I think Niko may be referring to the fact that some poor implementations of rand() suffer from having a lower degree of "randomness" in the less significant bits than in the more significant bits.

Though, if you need a random number generator that is uniform and gives a high degree of "randomness", rand() is a very poor choice. Other generators, such as a Mersenne Twister, will perform better.

/Oskar

Walter Bright wrote:
> "Bruno Medeiros" <daiphoenixNO@SPAMlycos.com> wrote in message
> news:dl5306$30ec$1@digitaldaemon.com...
> 
>>I think it is because if you use modulo arithmetics, the numbers in the
>>range from 0 to (uint.max % rangelength) occur 1 times more often that
>>the numbers from (uint.max % rangelength + 1) to rangelength-1.
>>For example lets suppose uint.max = 255 and rangelength = 100:
>>
>>0-55  : There are 3 possible matches (example for 18: 18, 118, 218)
>>56-99 : There are 2 possible matches (example for 58: 58, 158)
>>
>>This has a very small impact for small ranges since uint.max is very big.
> 
> 
> True, however, the floating point version has the same issue.
> 
> 
Hum, didn't tought of that initially. However, the float/ratio version at least distributes the offness across the range.

-- 
Bruno Medeiros - CS/E student
"Certain aspects of D are a pathway to many abilities some consider to be... unnatural."

Oskar Linde wrote:
> In article <dl8f8c$cfj$1@digitaldaemon.com>, Walter Bright says...
> 
>>
>>"Niko Korhonen" <niktheblak@hotmail.com> wrote in message
>>news:dl1tpv$aam$1@digitaldaemon.com...
>>
>>>import std.random;
>>>
>>>void main()
>>>{
>>>   // Range 1-100
>>>   uint r = cast(uint)((rand() / cast(double)uint.max) * 99.0) + 1;
>>>}
>>>
>>>Modulo arithmetics would be simpler (uint r = rand() % 99 + 1), but the
>>>randomness aspect might suffer from that.
>>
>>Using the integer arithmetic method is better (i.e. faster and simpler) and
>>it does not suffer from randomness problems.
> 
> 
> I think Niko may be referring to the fact that some poor implementations of
> rand() suffer from having a lower degree of "randomness" in the less
> significant bits than in the more significant bits.

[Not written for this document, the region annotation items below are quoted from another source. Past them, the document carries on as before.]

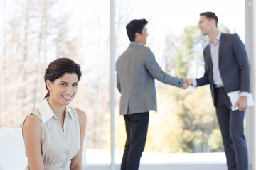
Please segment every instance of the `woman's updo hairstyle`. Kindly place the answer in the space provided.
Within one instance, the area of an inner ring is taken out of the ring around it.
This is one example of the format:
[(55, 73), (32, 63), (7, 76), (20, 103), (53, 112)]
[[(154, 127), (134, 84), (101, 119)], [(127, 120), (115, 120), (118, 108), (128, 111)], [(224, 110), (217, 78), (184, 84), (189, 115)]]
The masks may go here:
[(47, 89), (46, 81), (53, 81), (65, 73), (75, 73), (78, 75), (78, 81), (82, 75), (81, 68), (78, 64), (69, 58), (58, 58), (50, 63), (46, 69), (44, 81), (48, 91), (45, 98), (50, 96), (50, 91)]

Yes, although I think those days are long gone.

> Though, if you need a random number generator that is uniform and
> gives a high degree of "randomness", rand() is a very poor choice.
> Other generators, such as a Mersenne Twister, will perform better.
> 
> /Oskar

I find it a little disturbing that the docs for std.random don't give the name of the algorithm which is being used, or any information about its statistical properties.

There's a useful listing of random generators at www.agner.org (though note that most of his code is GPL'ed), and another one in www.boost.org

std.random could be greatly improved upon.

Bruno Medeiros wrote:

[...]
> No, there are no numbers who "occur" 4 times, since that would imply that *all* target numbers except the last one (0-98) would "occur" 3 times at least, meaning that the original random numbers would have to be at least 3*99 + 1 (near 300 basically, not just 255).

I do not agree with this try of a proof.

What I meant with my question is, that there might be three consecutive "buckets", that are drawn with the absolute values 232 if and only if there would not be any rounding erros resulting from the divison.

If rounding errors occur, then one draw normally falling into the middle bucket might be actually drawn from the left bucket, resulting in the absolute values 322, which is no problem, but if the normal draw would be out of the right bucket but because of the rounding error is actually drawn from the middle bucket the absolute values are 241.

Do you agree, that in all cases the total sum of draws does not change?

-manfred